Doug Ramspeck
Deep Blue Fruit
Or say she is dreaming of her child floating
again in the alluvial waters of the womb:
brackish, dense. And imagines her breasts
swollen as the moon that lists above
the tupelos and willows. Or by day she notices
that the trees beyond the cabin gather in such
a straight line she pictures them as a sequence
of years. Or she remembers her grandmother
telling her as a child that a single white feather
of a great egret prevented miscarriage. But
the day before she lost her son, her husband
dragged the bloodied carcass of a doe to
the back porch. The doe died and then her child
died, too. Still she feels the heaviness of her infant
gathering in her belly, sees the deep blue fruit
of the black tupelos swaying in the wind.

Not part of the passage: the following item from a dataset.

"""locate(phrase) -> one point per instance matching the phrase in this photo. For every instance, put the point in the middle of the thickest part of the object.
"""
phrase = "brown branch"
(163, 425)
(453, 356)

She has
asked her husband to take away the doe, which
is attracting flies and smells like the green muck
congealing on the surface of the lake. And whenever
she thinks now of her son, she pictures a rising
moon pale with grief, drifting. The swamp waters
moving slowly as a pulse. A cottonmouth dropping
from the lowest limb of a sweetgum tree.
And sometimes, late at night, she closes her eyes
and envisions that cottonmouth slipping like ripe
fruit into the brackish waters, envisions the discarded
skin of that snake curled on the sharp knees
of the cypresses. Or she imagines her son
existing like the frogs that dig deep into
the mud come winter to survive the cold.